Conclusion: Game Rules Are Always Negotiable
Humans, here is what you must understand. Forty-hour week was not natural law. It was negotiated outcome. It can be renegotiated. It is being renegotiated right now in multiple countries.
This reveals fundamental truth about capitalism game. Rules are not fixed. They change when circumstances change. They change when power balances shift. They change when old rules stop serving economic interests of those who control game.
Four-day week movement proves productivity is not function of hours worked. Industrial revolution logic does not apply to knowledge work. Exhausted humans produce less value than rested humans. Companies that understand this win. Companies that cling to old logic lose talent and competitive advantage.
Pattern is clear across dozens of trials in multiple countries. Same results everywhere. Productivity maintains or improves. Employee wellbeing increases. Turnover decreases. Revenue often increases. Companies vote with their wallets - 90+ percent keep shorter week after trying it.
But change happens slowly. Most companies still resist. Most countries have not implemented policy support. This creates opportunity. Humans who understand pattern before everyone else can position themselves advantageously. Work for companies that adapt. Build skills that thrive in compressed time. Create leverage so you can negotiate better terms.
Game is not rigged against you on this particular pattern. Game is revealing that old assumptions about time and productivity were wrong. Smart players update their strategies when new information appears. Most humans cling to old beliefs. This is your competitive advantage.
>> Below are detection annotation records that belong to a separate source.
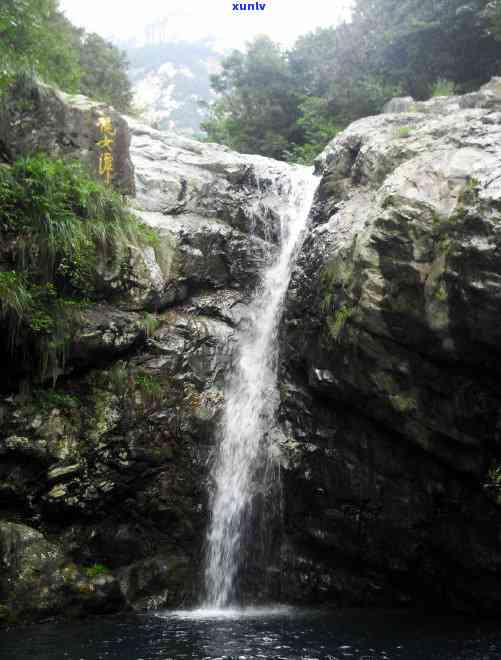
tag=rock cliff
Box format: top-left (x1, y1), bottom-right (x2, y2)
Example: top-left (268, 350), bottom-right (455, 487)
top-left (0, 80), bottom-right (304, 622)
top-left (0, 79), bottom-right (501, 622)
top-left (282, 79), bottom-right (501, 614)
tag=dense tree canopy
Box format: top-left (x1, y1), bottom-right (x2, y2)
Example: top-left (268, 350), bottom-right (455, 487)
top-left (204, 0), bottom-right (501, 162)
top-left (0, 0), bottom-right (131, 112)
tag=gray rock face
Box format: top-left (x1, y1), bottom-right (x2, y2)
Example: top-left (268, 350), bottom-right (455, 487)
top-left (4, 79), bottom-right (501, 622)
top-left (283, 79), bottom-right (501, 612)
top-left (0, 522), bottom-right (126, 623)
top-left (0, 81), bottom-right (134, 195)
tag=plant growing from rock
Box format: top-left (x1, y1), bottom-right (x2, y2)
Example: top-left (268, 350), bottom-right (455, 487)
top-left (0, 155), bottom-right (156, 381)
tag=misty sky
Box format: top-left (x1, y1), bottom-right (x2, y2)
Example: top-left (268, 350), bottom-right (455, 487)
top-left (60, 0), bottom-right (350, 47)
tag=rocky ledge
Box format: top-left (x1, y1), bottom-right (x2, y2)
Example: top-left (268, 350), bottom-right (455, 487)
top-left (0, 84), bottom-right (304, 623)
top-left (281, 78), bottom-right (501, 615)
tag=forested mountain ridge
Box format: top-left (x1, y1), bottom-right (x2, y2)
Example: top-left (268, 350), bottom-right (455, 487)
top-left (126, 40), bottom-right (222, 134)
top-left (204, 0), bottom-right (501, 162)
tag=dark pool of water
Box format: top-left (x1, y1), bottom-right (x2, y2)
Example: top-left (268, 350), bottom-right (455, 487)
top-left (0, 608), bottom-right (501, 660)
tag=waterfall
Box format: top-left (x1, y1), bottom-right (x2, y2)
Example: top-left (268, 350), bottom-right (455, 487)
top-left (205, 166), bottom-right (318, 608)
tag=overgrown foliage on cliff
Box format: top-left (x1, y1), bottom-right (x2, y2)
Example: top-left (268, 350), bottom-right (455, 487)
top-left (204, 0), bottom-right (501, 161)
top-left (0, 156), bottom-right (155, 380)
top-left (0, 0), bottom-right (132, 112)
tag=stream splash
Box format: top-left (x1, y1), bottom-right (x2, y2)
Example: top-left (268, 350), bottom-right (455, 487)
top-left (205, 166), bottom-right (318, 610)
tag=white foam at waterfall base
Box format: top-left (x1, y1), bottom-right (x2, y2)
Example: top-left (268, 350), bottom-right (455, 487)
top-left (205, 166), bottom-right (318, 610)
top-left (155, 605), bottom-right (294, 621)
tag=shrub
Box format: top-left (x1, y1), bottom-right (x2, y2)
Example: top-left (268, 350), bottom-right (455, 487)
top-left (431, 78), bottom-right (456, 96)
top-left (396, 126), bottom-right (411, 139)
top-left (0, 155), bottom-right (155, 381)
top-left (84, 564), bottom-right (111, 578)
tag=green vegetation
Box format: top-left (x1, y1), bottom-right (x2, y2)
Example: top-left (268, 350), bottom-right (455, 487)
top-left (0, 0), bottom-right (132, 112)
top-left (434, 283), bottom-right (447, 302)
top-left (32, 389), bottom-right (79, 411)
top-left (431, 78), bottom-right (456, 96)
top-left (397, 126), bottom-right (411, 139)
top-left (142, 312), bottom-right (161, 337)
top-left (484, 464), bottom-right (501, 505)
top-left (84, 564), bottom-right (111, 578)
top-left (134, 372), bottom-right (164, 405)
top-left (327, 305), bottom-right (355, 341)
top-left (390, 394), bottom-right (417, 415)
top-left (0, 156), bottom-right (156, 380)
top-left (204, 0), bottom-right (501, 162)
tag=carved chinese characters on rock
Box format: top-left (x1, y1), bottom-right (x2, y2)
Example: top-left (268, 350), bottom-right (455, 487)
top-left (97, 116), bottom-right (116, 185)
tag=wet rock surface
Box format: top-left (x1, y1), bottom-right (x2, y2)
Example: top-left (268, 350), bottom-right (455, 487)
top-left (4, 79), bottom-right (501, 623)
top-left (282, 79), bottom-right (501, 614)
top-left (0, 86), bottom-right (300, 623)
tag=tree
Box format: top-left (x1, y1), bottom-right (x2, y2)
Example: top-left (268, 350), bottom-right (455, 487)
top-left (0, 0), bottom-right (79, 91)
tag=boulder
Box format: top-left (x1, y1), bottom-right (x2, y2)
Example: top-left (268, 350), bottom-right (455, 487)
top-left (282, 79), bottom-right (501, 613)
top-left (0, 77), bottom-right (135, 195)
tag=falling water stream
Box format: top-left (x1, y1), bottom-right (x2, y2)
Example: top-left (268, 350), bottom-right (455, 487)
top-left (205, 167), bottom-right (318, 608)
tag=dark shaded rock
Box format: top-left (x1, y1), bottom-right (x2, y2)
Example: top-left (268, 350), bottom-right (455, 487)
top-left (282, 79), bottom-right (501, 613)
top-left (0, 78), bottom-right (135, 195)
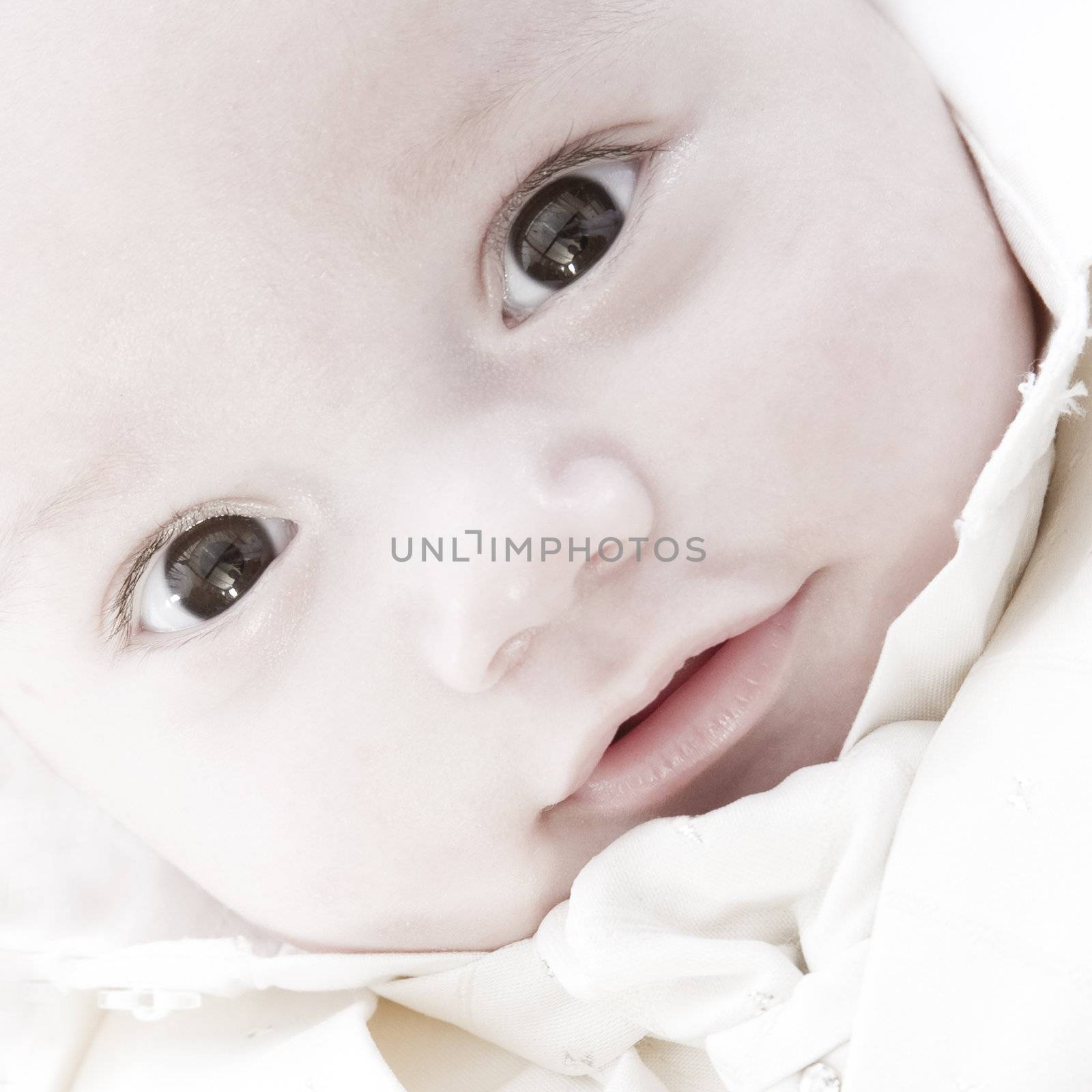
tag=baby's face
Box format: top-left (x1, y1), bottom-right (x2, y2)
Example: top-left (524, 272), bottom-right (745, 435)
top-left (0, 0), bottom-right (1034, 950)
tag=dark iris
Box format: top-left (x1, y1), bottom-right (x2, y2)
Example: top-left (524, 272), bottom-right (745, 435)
top-left (511, 176), bottom-right (624, 288)
top-left (162, 515), bottom-right (276, 618)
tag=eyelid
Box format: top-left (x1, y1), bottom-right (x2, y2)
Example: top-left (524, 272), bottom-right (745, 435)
top-left (482, 133), bottom-right (670, 312)
top-left (102, 500), bottom-right (286, 646)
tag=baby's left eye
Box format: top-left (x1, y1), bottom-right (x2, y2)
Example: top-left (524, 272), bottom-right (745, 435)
top-left (504, 162), bottom-right (639, 313)
top-left (136, 513), bottom-right (296, 632)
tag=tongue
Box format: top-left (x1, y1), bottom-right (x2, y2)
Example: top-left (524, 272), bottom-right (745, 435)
top-left (614, 641), bottom-right (725, 743)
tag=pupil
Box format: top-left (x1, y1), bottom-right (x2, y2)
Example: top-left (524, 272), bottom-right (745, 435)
top-left (164, 515), bottom-right (275, 618)
top-left (512, 177), bottom-right (624, 288)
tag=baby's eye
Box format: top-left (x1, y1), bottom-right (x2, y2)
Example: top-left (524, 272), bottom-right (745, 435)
top-left (136, 513), bottom-right (296, 632)
top-left (504, 162), bottom-right (639, 313)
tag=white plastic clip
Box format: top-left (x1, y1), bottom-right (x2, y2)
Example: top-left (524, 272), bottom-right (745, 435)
top-left (96, 990), bottom-right (201, 1020)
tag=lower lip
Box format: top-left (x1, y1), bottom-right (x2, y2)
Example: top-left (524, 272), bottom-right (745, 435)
top-left (564, 593), bottom-right (799, 814)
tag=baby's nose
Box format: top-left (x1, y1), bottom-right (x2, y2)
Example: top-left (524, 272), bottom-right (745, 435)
top-left (399, 412), bottom-right (653, 692)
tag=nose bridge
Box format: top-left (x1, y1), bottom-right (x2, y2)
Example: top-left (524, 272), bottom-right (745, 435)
top-left (403, 414), bottom-right (654, 692)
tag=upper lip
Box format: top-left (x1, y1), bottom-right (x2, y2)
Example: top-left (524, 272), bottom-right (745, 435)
top-left (554, 601), bottom-right (788, 799)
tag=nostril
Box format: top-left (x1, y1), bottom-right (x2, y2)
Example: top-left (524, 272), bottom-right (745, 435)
top-left (486, 628), bottom-right (537, 686)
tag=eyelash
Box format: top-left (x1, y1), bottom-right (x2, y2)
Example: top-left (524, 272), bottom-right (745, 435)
top-left (105, 131), bottom-right (668, 646)
top-left (105, 500), bottom-right (264, 646)
top-left (483, 133), bottom-right (670, 297)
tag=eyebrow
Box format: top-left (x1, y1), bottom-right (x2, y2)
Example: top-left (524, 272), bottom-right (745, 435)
top-left (0, 450), bottom-right (146, 622)
top-left (394, 0), bottom-right (668, 200)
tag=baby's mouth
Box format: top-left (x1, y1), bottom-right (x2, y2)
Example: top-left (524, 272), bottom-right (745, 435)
top-left (610, 641), bottom-right (728, 746)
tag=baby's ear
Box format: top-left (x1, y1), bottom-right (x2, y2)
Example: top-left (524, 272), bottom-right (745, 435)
top-left (0, 717), bottom-right (280, 953)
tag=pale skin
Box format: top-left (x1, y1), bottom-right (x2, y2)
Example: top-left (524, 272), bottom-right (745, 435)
top-left (0, 0), bottom-right (1037, 950)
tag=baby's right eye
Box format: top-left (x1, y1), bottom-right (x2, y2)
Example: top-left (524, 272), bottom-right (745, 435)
top-left (135, 513), bottom-right (296, 632)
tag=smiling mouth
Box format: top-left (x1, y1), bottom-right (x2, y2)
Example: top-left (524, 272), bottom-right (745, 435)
top-left (610, 641), bottom-right (728, 747)
top-left (554, 586), bottom-right (803, 816)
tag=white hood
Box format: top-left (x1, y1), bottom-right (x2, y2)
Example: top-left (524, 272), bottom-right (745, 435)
top-left (8, 0), bottom-right (1092, 1092)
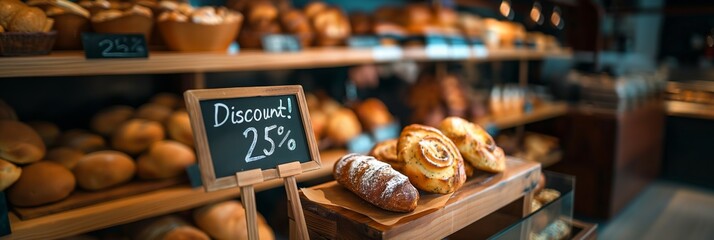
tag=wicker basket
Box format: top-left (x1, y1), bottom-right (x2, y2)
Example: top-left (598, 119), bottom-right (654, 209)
top-left (0, 31), bottom-right (57, 56)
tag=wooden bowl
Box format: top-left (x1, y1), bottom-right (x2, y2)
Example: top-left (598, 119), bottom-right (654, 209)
top-left (92, 14), bottom-right (154, 42)
top-left (158, 21), bottom-right (242, 52)
top-left (52, 13), bottom-right (89, 50)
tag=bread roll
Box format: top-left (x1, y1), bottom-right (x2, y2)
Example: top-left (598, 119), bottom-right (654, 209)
top-left (58, 129), bottom-right (107, 153)
top-left (439, 117), bottom-right (506, 173)
top-left (166, 110), bottom-right (193, 147)
top-left (333, 154), bottom-right (419, 212)
top-left (137, 140), bottom-right (196, 179)
top-left (73, 150), bottom-right (136, 191)
top-left (0, 120), bottom-right (46, 164)
top-left (0, 100), bottom-right (17, 121)
top-left (28, 121), bottom-right (60, 146)
top-left (193, 200), bottom-right (274, 240)
top-left (45, 147), bottom-right (84, 170)
top-left (90, 105), bottom-right (134, 136)
top-left (355, 98), bottom-right (394, 131)
top-left (397, 124), bottom-right (466, 194)
top-left (0, 159), bottom-right (22, 192)
top-left (7, 161), bottom-right (75, 207)
top-left (326, 108), bottom-right (362, 145)
top-left (369, 139), bottom-right (404, 172)
top-left (134, 103), bottom-right (172, 123)
top-left (112, 119), bottom-right (165, 154)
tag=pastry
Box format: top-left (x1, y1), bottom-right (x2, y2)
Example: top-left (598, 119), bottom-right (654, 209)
top-left (0, 159), bottom-right (22, 191)
top-left (439, 117), bottom-right (506, 173)
top-left (112, 119), bottom-right (165, 154)
top-left (7, 161), bottom-right (75, 207)
top-left (89, 105), bottom-right (134, 136)
top-left (28, 121), bottom-right (60, 146)
top-left (45, 147), bottom-right (85, 170)
top-left (193, 200), bottom-right (275, 240)
top-left (166, 110), bottom-right (193, 147)
top-left (72, 150), bottom-right (136, 191)
top-left (369, 139), bottom-right (404, 172)
top-left (325, 108), bottom-right (362, 145)
top-left (355, 98), bottom-right (394, 131)
top-left (333, 154), bottom-right (419, 212)
top-left (0, 120), bottom-right (46, 164)
top-left (137, 140), bottom-right (196, 179)
top-left (58, 129), bottom-right (107, 153)
top-left (397, 124), bottom-right (466, 194)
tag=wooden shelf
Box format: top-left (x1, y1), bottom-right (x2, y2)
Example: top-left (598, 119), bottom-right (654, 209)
top-left (475, 102), bottom-right (568, 129)
top-left (0, 48), bottom-right (572, 78)
top-left (2, 150), bottom-right (346, 239)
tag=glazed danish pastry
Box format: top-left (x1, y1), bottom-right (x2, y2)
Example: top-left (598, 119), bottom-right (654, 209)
top-left (369, 139), bottom-right (404, 172)
top-left (439, 117), bottom-right (506, 173)
top-left (397, 124), bottom-right (466, 194)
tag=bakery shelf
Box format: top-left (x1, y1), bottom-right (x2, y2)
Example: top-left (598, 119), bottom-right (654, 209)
top-left (0, 48), bottom-right (572, 78)
top-left (475, 102), bottom-right (568, 129)
top-left (2, 150), bottom-right (346, 239)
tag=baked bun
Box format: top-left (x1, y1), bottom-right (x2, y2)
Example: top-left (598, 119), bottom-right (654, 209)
top-left (166, 110), bottom-right (193, 147)
top-left (439, 117), bottom-right (506, 173)
top-left (0, 159), bottom-right (22, 191)
top-left (397, 124), bottom-right (466, 194)
top-left (355, 98), bottom-right (394, 131)
top-left (7, 161), bottom-right (75, 207)
top-left (134, 103), bottom-right (173, 122)
top-left (112, 119), bottom-right (165, 154)
top-left (0, 100), bottom-right (17, 121)
top-left (0, 120), bottom-right (46, 164)
top-left (28, 121), bottom-right (60, 146)
top-left (326, 108), bottom-right (362, 145)
top-left (90, 105), bottom-right (134, 136)
top-left (137, 140), bottom-right (196, 179)
top-left (45, 147), bottom-right (85, 170)
top-left (193, 200), bottom-right (274, 240)
top-left (72, 150), bottom-right (136, 191)
top-left (369, 139), bottom-right (404, 172)
top-left (58, 129), bottom-right (107, 153)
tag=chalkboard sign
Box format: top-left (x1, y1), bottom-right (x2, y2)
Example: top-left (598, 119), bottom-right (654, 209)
top-left (82, 33), bottom-right (149, 59)
top-left (185, 86), bottom-right (320, 191)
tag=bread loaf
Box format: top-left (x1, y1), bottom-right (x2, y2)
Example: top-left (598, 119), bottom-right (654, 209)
top-left (397, 124), bottom-right (466, 194)
top-left (369, 139), bottom-right (404, 172)
top-left (0, 159), bottom-right (22, 191)
top-left (333, 154), bottom-right (419, 212)
top-left (7, 161), bottom-right (75, 207)
top-left (0, 120), bottom-right (46, 164)
top-left (73, 150), bottom-right (136, 191)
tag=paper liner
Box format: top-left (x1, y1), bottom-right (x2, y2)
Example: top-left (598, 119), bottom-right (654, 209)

Some countries allow shorter weeks because evidence shows it works economically. Because demographics force adaptation. Because workers gained enough leverage to demand change. Because companies that try it keep it. This is how game always works. When facts on ground change, rules eventually follow.
Most humans do not understand this. They think rules are permanent. They accept whatever conditions employers offer. They believe more hours equals more value. These humans lose game.
You now know better. Four-day week is not fantasy. It is tested, proven, and expanding. It works because modern value creation is different from industrial production. It works because tired humans make mistakes. It works because companies save money on turnover and healthcare costs.
Game has rules. You now know them. Most humans do not. This is your advantage. Use it.